I have various compact, bridge and dslr camera to choose from but would like to carry something practical and as cheap as possible. 

Hi Andy

You don't have to use a full spectrum camera. Most of our photos are taken with dslr's. As a collective we own full frame Canon body's and 3/4sensor bodies. Our previous photographer and the founder are Nikon lovers. As you can see from our website: www.starsbynight.es and Instagram account: instagram.com/starsbynightfv/ you can still produce amazing photos with basic equipment. 

We are very lucky in Fuerteventura that you don't have to go too far out to see the milky way or to see stars at night. We do observations just 5mins away from the RIU hotel near the dunes which is about 10min drive from the centre of Corralejo. You won't really see the Milky way in April. From July onwards we have a good view but September/October are the best months to see it with with the naked eye. Yes, you can take a photo of this in a single image. 

As for your 28mm lens... well that depends if its a full frame, APSC or Micro4/3  camera, what fstop of your lens ( this will change the light qualities depending on what sensor size you have)? What iso? as a general rule and depending on what you are shooting - be it milky way or stars in general, or light/star trails  you would be looking at anything from minimum of 20sec-30secs for a night photo ( depending on what you are photographing). 

If you are specifically looking at taking night time photos i  would recommend bringing a dslr with the widest and brightest lens you have.
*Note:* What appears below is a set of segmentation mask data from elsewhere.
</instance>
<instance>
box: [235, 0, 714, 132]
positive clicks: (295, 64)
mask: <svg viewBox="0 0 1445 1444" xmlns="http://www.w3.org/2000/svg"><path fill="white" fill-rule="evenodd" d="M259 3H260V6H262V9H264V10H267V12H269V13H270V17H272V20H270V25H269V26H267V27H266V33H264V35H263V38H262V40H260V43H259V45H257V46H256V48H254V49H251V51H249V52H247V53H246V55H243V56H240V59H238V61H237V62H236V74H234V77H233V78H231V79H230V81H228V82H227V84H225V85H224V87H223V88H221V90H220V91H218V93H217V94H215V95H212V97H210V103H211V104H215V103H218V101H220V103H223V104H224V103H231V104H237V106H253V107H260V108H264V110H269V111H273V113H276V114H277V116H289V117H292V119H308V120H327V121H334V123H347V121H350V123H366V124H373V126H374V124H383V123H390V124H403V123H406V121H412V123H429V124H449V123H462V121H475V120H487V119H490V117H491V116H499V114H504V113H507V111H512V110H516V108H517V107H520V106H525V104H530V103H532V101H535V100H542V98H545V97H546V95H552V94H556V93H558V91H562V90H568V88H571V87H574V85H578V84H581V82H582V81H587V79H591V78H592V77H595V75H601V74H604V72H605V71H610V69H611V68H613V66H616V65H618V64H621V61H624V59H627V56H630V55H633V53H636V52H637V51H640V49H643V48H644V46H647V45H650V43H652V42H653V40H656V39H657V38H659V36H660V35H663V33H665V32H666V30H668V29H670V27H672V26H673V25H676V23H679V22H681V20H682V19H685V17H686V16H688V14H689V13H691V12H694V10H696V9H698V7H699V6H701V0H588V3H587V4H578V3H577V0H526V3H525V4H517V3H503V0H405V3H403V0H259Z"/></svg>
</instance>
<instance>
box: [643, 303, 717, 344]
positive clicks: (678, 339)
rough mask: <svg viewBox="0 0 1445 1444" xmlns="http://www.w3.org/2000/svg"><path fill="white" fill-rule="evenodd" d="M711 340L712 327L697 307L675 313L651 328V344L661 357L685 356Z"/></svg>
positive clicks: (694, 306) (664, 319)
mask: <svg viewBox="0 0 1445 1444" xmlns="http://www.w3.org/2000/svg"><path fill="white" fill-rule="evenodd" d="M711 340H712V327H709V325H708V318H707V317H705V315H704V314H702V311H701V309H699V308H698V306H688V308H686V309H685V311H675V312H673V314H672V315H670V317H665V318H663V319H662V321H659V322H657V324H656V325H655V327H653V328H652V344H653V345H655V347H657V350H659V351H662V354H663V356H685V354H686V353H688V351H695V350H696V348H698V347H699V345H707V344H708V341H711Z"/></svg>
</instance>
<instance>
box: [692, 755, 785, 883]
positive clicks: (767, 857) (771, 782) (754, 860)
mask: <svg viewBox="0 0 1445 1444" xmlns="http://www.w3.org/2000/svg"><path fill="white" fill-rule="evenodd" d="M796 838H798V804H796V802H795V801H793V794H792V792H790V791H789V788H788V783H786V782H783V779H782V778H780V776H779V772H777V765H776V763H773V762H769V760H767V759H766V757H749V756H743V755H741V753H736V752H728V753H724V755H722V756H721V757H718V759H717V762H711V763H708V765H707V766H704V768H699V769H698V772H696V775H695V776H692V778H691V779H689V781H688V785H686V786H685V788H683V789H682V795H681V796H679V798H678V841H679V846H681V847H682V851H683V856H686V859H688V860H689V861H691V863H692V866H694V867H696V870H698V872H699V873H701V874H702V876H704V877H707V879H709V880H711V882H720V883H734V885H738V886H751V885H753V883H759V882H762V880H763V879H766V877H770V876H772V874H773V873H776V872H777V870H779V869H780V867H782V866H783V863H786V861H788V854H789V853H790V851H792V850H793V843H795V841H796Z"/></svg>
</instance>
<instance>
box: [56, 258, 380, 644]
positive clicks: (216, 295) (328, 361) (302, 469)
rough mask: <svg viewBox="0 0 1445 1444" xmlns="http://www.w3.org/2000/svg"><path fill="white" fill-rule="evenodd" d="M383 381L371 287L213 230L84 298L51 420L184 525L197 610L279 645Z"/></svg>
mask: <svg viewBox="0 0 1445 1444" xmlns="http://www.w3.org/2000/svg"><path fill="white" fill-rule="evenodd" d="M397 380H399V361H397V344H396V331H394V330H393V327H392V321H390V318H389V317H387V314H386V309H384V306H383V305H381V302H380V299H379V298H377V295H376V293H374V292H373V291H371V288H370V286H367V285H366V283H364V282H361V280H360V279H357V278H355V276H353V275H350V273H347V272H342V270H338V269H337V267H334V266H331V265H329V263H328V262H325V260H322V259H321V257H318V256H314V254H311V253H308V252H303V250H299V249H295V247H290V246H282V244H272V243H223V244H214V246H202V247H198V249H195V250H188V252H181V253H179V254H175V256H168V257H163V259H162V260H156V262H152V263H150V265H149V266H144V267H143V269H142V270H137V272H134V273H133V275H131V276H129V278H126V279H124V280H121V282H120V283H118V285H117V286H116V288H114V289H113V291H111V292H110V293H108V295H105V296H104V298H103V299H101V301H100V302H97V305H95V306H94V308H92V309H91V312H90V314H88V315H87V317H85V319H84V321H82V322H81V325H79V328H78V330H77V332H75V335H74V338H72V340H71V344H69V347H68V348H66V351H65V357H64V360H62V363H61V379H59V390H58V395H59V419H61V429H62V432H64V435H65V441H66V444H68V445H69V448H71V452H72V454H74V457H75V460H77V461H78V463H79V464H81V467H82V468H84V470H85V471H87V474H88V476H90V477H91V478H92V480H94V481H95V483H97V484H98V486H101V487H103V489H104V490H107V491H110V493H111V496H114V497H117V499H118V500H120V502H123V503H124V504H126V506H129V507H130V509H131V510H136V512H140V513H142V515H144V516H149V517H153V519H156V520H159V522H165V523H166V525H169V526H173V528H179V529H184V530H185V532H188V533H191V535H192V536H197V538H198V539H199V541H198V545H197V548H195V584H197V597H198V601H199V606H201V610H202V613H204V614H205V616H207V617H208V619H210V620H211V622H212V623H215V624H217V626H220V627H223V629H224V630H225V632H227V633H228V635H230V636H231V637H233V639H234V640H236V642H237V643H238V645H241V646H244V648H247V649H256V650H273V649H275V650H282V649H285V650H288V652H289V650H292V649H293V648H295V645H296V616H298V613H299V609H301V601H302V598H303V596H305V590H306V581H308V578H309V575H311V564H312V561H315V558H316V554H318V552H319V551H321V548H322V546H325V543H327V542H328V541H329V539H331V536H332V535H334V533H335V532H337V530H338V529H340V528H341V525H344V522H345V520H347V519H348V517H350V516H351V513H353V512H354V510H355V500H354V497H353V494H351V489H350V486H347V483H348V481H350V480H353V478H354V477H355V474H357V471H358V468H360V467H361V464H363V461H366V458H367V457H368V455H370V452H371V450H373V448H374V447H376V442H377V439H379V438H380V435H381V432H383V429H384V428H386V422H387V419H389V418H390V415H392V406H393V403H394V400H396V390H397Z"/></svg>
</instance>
If this is not what you have then a good start would be something with a lens that is f4 and/or brighter (f2.8, f2, f1.8, f1.2 - are nice to play with). Yet you can still take a good quality photo with even a standard 18-55 kit lens if its only milky way that you want to shoot. 



"Have you ever tried using a Ricoh theta S fir astrophography"

No I have never tried 360 degree photography

"The Milky Way is the object that I wanted to try and capture. I have several apps on my phone to help track it. I guess planets and nebulas would potential need longer exposures and equatorial mount. " 

You can capture images of the planets (looking like stars) using only a DSLR and actually as some are very bright you don't need a long exposure, but If you are looking to take more deep space images yes you would need a very long exposure so an equatorial mount or tracker of some kind would be essential.

"This is the style of photo I'd like to achieve. Astroscape!  Is the following a series of images (foreground / background) or still just the one?"( see above picture for reference)

This is all one image in camera, where possible I prefer to do this and reduce processing time

"If it's easy to explain how would you achieve the above image? "

This image is just a single exposure of 15s at f/2.8 and ISO 2000 and would be very easy for even a beginner to take, its the kind of image we will learn to take on workshops. It was a beautiful clear night and the milky way was clearly visible to the naked eye. There is of course a little post processing in Photoshop

"Finally one last question, assuming there was a clear sky with no foreground subject like the windmill, how would you advise achieving the image of the Milky Way like it is in the image above (assuming I was using an APS C with kit lens)"

You would need to use your widest angle lens to get as much of the sky in as possible, if you have a kit lens I am guessing something like 18-55mm which on a crop sensor is equivalent to 27mm on full frame - not massive wide but definitely workable. You also want to use the lowest aperture possible f/2.8 or below if you have it. Using the 500 hundred rule (something else we teach on the workshop) you can workout how long an exposure (shutter speed) you can have without starting to get star trails. For 27mm I would recommend no more than 18 seconds. You will then need to adjust your ISO to get a properly exposed image balancing it against the other 2 elements of the exposure triangle Aperture and Shutter Speed. It would be really great to have you attend a workshop as I can demonstrate exactly how to capture and image like this and work with you to get exactly what you want.

To note: content has been edited slightly to remove places and dates.